The obvious answer is not everyone involved in this conflict wants peace. By most accounts, including that of Bill Clinton, the primarily opposition to peace is Palestinian. Arafat had his reasons for rejecting the peace deal Clinton brokered, but the only conclusion one can draw from his decision is that while he may have desired peace he wanted it on his terms. He placed a higher priority on those terms than he did on peace itself.
Fast forward to 2014 and the current military conflict. Israel is still committed to a two-state peace process, but Hamas "will not recognize Israel" according to the deputy chairman of their political bureau, who went on to say that "we would have spared ourselves seven years of misery under the siege and two wars in 2008 and 2012 had we wanted to recognize Israel."
So Hamas doesn’t want peace if that peace includes the existence of Israel as a nation.
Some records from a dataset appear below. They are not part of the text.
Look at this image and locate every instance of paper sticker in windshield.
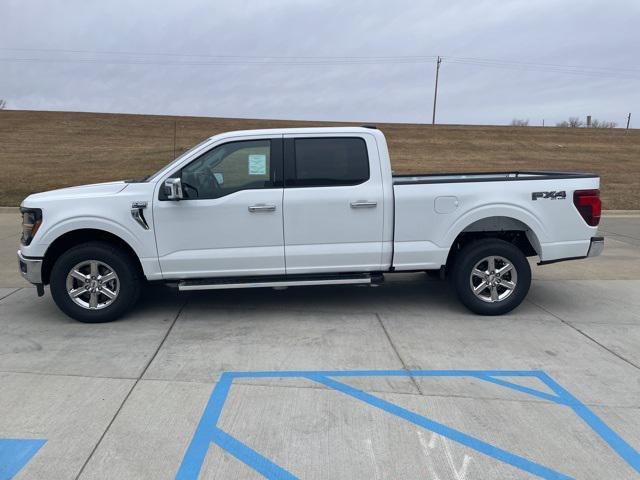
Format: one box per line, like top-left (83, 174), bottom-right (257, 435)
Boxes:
top-left (248, 154), bottom-right (267, 175)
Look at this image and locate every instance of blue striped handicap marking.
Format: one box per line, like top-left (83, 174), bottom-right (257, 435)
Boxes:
top-left (0, 438), bottom-right (46, 480)
top-left (176, 370), bottom-right (640, 479)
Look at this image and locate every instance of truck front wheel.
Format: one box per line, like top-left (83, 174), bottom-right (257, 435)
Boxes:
top-left (50, 242), bottom-right (141, 323)
top-left (451, 239), bottom-right (531, 315)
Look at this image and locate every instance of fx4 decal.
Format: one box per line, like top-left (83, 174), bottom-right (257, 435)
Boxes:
top-left (532, 191), bottom-right (566, 201)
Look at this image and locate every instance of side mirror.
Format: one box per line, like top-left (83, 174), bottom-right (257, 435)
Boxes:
top-left (164, 177), bottom-right (184, 200)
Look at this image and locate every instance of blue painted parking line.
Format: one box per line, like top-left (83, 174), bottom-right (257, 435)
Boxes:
top-left (472, 373), bottom-right (567, 405)
top-left (209, 428), bottom-right (297, 480)
top-left (0, 438), bottom-right (46, 480)
top-left (177, 370), bottom-right (640, 480)
top-left (308, 373), bottom-right (571, 480)
top-left (535, 371), bottom-right (640, 474)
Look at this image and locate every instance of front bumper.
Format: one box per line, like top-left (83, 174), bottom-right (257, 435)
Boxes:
top-left (587, 236), bottom-right (604, 257)
top-left (17, 249), bottom-right (43, 284)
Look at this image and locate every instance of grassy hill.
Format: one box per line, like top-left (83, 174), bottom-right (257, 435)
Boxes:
top-left (1, 109), bottom-right (638, 209)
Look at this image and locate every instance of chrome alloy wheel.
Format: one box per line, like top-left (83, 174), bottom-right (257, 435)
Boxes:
top-left (469, 255), bottom-right (518, 303)
top-left (65, 260), bottom-right (120, 310)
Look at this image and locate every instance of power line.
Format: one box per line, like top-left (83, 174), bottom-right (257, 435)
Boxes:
top-left (0, 57), bottom-right (434, 66)
top-left (1, 48), bottom-right (639, 84)
top-left (445, 58), bottom-right (640, 80)
top-left (1, 47), bottom-right (637, 71)
top-left (1, 55), bottom-right (637, 80)
top-left (0, 47), bottom-right (438, 62)
top-left (445, 60), bottom-right (640, 80)
top-left (445, 56), bottom-right (640, 74)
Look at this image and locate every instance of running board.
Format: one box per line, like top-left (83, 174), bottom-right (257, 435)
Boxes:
top-left (178, 274), bottom-right (377, 291)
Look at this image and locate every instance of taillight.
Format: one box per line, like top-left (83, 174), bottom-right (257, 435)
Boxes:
top-left (573, 189), bottom-right (601, 226)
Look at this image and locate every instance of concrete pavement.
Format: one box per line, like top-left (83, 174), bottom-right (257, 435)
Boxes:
top-left (0, 213), bottom-right (639, 479)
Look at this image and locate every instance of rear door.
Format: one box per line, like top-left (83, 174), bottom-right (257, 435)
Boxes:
top-left (282, 134), bottom-right (384, 274)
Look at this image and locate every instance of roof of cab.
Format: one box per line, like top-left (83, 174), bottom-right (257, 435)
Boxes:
top-left (208, 126), bottom-right (383, 141)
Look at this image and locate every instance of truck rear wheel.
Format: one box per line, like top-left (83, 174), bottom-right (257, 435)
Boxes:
top-left (450, 239), bottom-right (531, 315)
top-left (50, 242), bottom-right (141, 323)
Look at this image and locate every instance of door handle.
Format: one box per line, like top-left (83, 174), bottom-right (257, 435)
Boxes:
top-left (350, 201), bottom-right (377, 209)
top-left (248, 204), bottom-right (276, 212)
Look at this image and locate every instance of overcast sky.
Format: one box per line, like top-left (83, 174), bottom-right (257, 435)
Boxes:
top-left (1, 0), bottom-right (638, 126)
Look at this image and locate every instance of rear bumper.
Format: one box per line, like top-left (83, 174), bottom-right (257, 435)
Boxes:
top-left (538, 236), bottom-right (604, 265)
top-left (17, 249), bottom-right (43, 284)
top-left (587, 236), bottom-right (604, 257)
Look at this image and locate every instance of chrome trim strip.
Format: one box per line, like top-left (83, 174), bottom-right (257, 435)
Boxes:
top-left (178, 277), bottom-right (371, 291)
top-left (131, 208), bottom-right (150, 230)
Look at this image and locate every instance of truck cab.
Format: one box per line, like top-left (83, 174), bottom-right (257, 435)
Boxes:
top-left (152, 127), bottom-right (393, 278)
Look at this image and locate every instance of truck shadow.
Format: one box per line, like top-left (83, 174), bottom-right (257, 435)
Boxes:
top-left (139, 273), bottom-right (470, 318)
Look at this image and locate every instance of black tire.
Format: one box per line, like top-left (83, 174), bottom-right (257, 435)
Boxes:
top-left (450, 239), bottom-right (531, 315)
top-left (50, 241), bottom-right (141, 323)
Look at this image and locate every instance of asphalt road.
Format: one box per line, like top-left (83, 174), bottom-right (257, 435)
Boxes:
top-left (0, 212), bottom-right (639, 479)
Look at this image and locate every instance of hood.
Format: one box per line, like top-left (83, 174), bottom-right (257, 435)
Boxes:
top-left (23, 181), bottom-right (129, 204)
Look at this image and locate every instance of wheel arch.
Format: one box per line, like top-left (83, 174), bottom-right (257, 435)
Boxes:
top-left (445, 215), bottom-right (542, 272)
top-left (444, 204), bottom-right (547, 246)
top-left (41, 229), bottom-right (144, 285)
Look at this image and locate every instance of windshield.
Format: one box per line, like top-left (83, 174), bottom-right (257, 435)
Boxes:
top-left (141, 138), bottom-right (212, 183)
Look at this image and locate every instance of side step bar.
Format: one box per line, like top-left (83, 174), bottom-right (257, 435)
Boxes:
top-left (178, 273), bottom-right (380, 291)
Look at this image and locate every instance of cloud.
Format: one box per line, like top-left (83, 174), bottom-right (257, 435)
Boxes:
top-left (1, 0), bottom-right (638, 125)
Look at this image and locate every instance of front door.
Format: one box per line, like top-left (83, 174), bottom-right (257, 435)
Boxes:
top-left (153, 137), bottom-right (285, 279)
top-left (282, 134), bottom-right (385, 274)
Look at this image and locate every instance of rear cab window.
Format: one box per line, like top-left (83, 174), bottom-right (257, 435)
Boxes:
top-left (285, 137), bottom-right (369, 187)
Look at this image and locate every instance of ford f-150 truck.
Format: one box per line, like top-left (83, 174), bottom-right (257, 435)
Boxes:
top-left (17, 126), bottom-right (603, 322)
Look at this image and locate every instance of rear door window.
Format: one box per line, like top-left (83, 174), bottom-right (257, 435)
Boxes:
top-left (289, 137), bottom-right (369, 187)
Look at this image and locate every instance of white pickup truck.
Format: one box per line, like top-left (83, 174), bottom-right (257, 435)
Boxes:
top-left (18, 126), bottom-right (603, 322)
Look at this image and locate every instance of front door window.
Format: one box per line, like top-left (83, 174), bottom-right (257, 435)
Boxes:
top-left (180, 140), bottom-right (273, 199)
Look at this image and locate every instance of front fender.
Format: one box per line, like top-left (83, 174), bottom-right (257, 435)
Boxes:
top-left (33, 215), bottom-right (150, 259)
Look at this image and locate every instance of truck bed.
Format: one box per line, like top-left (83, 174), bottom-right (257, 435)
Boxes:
top-left (393, 171), bottom-right (597, 185)
top-left (391, 169), bottom-right (600, 269)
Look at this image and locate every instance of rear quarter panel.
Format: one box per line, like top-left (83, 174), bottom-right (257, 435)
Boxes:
top-left (392, 176), bottom-right (600, 270)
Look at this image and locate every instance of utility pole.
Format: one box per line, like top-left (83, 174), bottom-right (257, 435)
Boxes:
top-left (626, 112), bottom-right (632, 131)
top-left (432, 56), bottom-right (442, 125)
top-left (173, 120), bottom-right (177, 158)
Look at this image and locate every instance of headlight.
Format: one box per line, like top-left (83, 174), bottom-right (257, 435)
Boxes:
top-left (20, 207), bottom-right (42, 245)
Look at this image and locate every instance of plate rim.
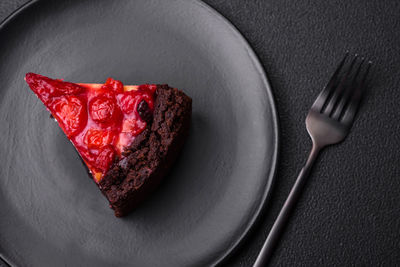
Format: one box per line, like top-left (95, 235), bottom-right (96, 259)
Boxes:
top-left (0, 0), bottom-right (280, 266)
top-left (192, 2), bottom-right (280, 265)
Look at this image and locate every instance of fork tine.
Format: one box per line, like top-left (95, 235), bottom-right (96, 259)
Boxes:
top-left (311, 52), bottom-right (349, 111)
top-left (323, 55), bottom-right (358, 116)
top-left (341, 61), bottom-right (371, 125)
top-left (331, 58), bottom-right (365, 120)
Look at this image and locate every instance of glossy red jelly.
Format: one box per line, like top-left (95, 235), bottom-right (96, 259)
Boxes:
top-left (25, 73), bottom-right (156, 182)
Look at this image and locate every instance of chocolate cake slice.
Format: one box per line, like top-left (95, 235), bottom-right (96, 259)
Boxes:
top-left (99, 85), bottom-right (192, 216)
top-left (25, 73), bottom-right (191, 217)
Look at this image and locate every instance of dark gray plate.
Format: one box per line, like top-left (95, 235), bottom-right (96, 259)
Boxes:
top-left (0, 0), bottom-right (278, 266)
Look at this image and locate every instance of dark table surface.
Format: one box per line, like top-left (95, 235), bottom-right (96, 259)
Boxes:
top-left (1, 0), bottom-right (399, 266)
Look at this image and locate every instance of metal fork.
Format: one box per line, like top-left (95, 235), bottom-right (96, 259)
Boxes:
top-left (254, 53), bottom-right (371, 266)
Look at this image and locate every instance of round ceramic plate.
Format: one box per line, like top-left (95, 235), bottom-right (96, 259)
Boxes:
top-left (0, 0), bottom-right (278, 266)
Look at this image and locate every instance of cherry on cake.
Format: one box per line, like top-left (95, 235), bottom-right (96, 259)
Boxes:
top-left (25, 73), bottom-right (192, 217)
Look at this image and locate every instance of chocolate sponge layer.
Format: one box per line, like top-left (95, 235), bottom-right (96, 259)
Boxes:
top-left (98, 85), bottom-right (192, 217)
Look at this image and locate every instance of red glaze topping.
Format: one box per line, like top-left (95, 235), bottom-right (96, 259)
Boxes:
top-left (89, 95), bottom-right (120, 125)
top-left (25, 73), bottom-right (155, 182)
top-left (51, 95), bottom-right (87, 137)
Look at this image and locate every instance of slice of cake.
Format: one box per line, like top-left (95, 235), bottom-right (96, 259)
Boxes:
top-left (25, 73), bottom-right (192, 217)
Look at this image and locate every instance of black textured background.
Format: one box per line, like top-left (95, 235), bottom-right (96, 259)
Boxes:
top-left (1, 0), bottom-right (400, 266)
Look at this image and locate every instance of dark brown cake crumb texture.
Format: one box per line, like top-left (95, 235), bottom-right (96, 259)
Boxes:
top-left (98, 85), bottom-right (192, 217)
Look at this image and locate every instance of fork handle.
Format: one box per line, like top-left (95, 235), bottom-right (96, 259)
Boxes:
top-left (253, 144), bottom-right (321, 267)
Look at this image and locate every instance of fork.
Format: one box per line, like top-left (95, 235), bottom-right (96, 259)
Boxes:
top-left (254, 53), bottom-right (371, 266)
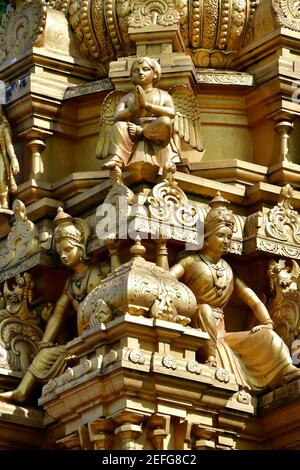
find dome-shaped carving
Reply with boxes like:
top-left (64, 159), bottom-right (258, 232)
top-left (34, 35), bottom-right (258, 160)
top-left (46, 0), bottom-right (260, 69)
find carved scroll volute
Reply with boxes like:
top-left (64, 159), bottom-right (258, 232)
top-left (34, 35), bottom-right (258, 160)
top-left (268, 259), bottom-right (300, 348)
top-left (0, 272), bottom-right (43, 372)
top-left (272, 0), bottom-right (300, 31)
top-left (0, 200), bottom-right (39, 271)
top-left (0, 0), bottom-right (47, 63)
top-left (243, 185), bottom-right (300, 258)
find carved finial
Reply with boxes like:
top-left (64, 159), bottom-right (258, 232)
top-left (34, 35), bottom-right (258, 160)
top-left (53, 207), bottom-right (73, 226)
top-left (278, 184), bottom-right (294, 210)
top-left (111, 165), bottom-right (124, 185)
top-left (12, 200), bottom-right (26, 221)
top-left (209, 191), bottom-right (231, 209)
top-left (130, 236), bottom-right (146, 258)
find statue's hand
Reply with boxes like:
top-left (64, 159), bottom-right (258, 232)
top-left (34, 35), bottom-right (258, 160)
top-left (251, 323), bottom-right (273, 334)
top-left (136, 85), bottom-right (147, 108)
top-left (11, 158), bottom-right (19, 175)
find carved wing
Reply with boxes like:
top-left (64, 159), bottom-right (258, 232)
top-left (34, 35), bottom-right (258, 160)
top-left (95, 90), bottom-right (126, 160)
top-left (169, 85), bottom-right (205, 152)
top-left (290, 260), bottom-right (300, 282)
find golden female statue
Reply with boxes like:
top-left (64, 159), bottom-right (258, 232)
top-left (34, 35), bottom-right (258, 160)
top-left (0, 110), bottom-right (19, 209)
top-left (96, 57), bottom-right (204, 170)
top-left (0, 207), bottom-right (110, 403)
top-left (170, 193), bottom-right (300, 391)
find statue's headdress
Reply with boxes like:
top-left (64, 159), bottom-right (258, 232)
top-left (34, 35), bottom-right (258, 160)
top-left (53, 207), bottom-right (90, 257)
top-left (204, 192), bottom-right (235, 238)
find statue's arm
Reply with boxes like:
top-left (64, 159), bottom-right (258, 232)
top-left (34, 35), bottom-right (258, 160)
top-left (144, 92), bottom-right (175, 119)
top-left (235, 277), bottom-right (273, 329)
top-left (114, 95), bottom-right (137, 122)
top-left (169, 260), bottom-right (186, 279)
top-left (41, 292), bottom-right (72, 343)
top-left (4, 129), bottom-right (19, 174)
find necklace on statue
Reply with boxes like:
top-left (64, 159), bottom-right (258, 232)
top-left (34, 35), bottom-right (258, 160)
top-left (70, 267), bottom-right (91, 302)
top-left (199, 255), bottom-right (228, 296)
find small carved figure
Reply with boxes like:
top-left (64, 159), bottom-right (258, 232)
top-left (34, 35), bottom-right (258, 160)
top-left (267, 259), bottom-right (300, 348)
top-left (0, 272), bottom-right (43, 372)
top-left (0, 207), bottom-right (110, 403)
top-left (96, 57), bottom-right (204, 170)
top-left (0, 110), bottom-right (19, 209)
top-left (0, 199), bottom-right (39, 269)
top-left (170, 192), bottom-right (300, 391)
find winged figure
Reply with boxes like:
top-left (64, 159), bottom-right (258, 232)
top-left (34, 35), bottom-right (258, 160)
top-left (96, 57), bottom-right (204, 170)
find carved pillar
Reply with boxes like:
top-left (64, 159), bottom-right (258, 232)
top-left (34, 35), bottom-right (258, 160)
top-left (88, 419), bottom-right (115, 450)
top-left (156, 236), bottom-right (169, 271)
top-left (26, 138), bottom-right (46, 178)
top-left (274, 119), bottom-right (294, 162)
top-left (147, 414), bottom-right (170, 450)
top-left (115, 423), bottom-right (143, 450)
top-left (114, 412), bottom-right (144, 450)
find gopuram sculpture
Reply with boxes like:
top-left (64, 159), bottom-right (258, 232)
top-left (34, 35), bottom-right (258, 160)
top-left (0, 0), bottom-right (300, 450)
top-left (267, 259), bottom-right (300, 349)
top-left (170, 193), bottom-right (300, 391)
top-left (0, 109), bottom-right (19, 210)
top-left (96, 57), bottom-right (204, 170)
top-left (0, 207), bottom-right (110, 403)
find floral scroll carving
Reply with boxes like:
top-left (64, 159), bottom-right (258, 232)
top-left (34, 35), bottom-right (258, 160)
top-left (0, 273), bottom-right (43, 372)
top-left (14, 0), bottom-right (259, 69)
top-left (272, 0), bottom-right (300, 31)
top-left (128, 0), bottom-right (180, 28)
top-left (0, 200), bottom-right (39, 270)
top-left (244, 185), bottom-right (300, 259)
top-left (0, 0), bottom-right (47, 63)
top-left (268, 259), bottom-right (300, 349)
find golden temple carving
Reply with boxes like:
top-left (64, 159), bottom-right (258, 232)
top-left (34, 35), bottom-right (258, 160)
top-left (0, 0), bottom-right (47, 63)
top-left (0, 207), bottom-right (110, 403)
top-left (244, 185), bottom-right (300, 258)
top-left (0, 111), bottom-right (20, 210)
top-left (0, 0), bottom-right (260, 70)
top-left (0, 273), bottom-right (43, 373)
top-left (96, 57), bottom-right (204, 170)
top-left (79, 236), bottom-right (197, 330)
top-left (272, 0), bottom-right (300, 31)
top-left (268, 259), bottom-right (300, 349)
top-left (0, 0), bottom-right (300, 451)
top-left (170, 192), bottom-right (300, 390)
top-left (128, 0), bottom-right (181, 28)
top-left (0, 200), bottom-right (39, 270)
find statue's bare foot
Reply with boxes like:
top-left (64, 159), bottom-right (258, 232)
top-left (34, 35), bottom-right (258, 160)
top-left (128, 123), bottom-right (143, 141)
top-left (103, 157), bottom-right (123, 170)
top-left (0, 389), bottom-right (27, 404)
top-left (283, 365), bottom-right (300, 383)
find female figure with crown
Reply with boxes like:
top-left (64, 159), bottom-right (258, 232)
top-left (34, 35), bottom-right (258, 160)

If you’re an Israeli, it’s kind of hard to negotiate with that as a starting point. One side wants peace, the other side wants them to leave or die.
As a result, Hamas has continually attacked Israel using rockets and mortars, so much so that there’s a Wikipedia page detailing the attacks by month and year. Hamas kidnapped and murdered three teenagers in June, contributing to the current Israeli military incursion (there were also retaliations by Israelis).
Given this background (and I realize I’ve barely scratched the surface) I find the current demonization of Israel quite curious. Dozens of Nobel Laureates, academics, journalists and politicians signed a letter condemning Israel. Pro-Palestinian demonstrators torched cars and Israeli flags in France. Not even the Israeli soccer team issafe.
It takes two sides to create peace, and Hamas has clearly said they’re not interested. That’s their prerogative of course, and they’re trying to win the long war and increase their status and negotiating position through highlighting perceived Israeli overreactions to their provocations. What’s surprising is that so many people, including prominent peace activists, fall for it.
I’ll believe Hamas wants peace when Hamas starts acting like it wants peace. Until then, peace in the Middle East looks to be unattainable.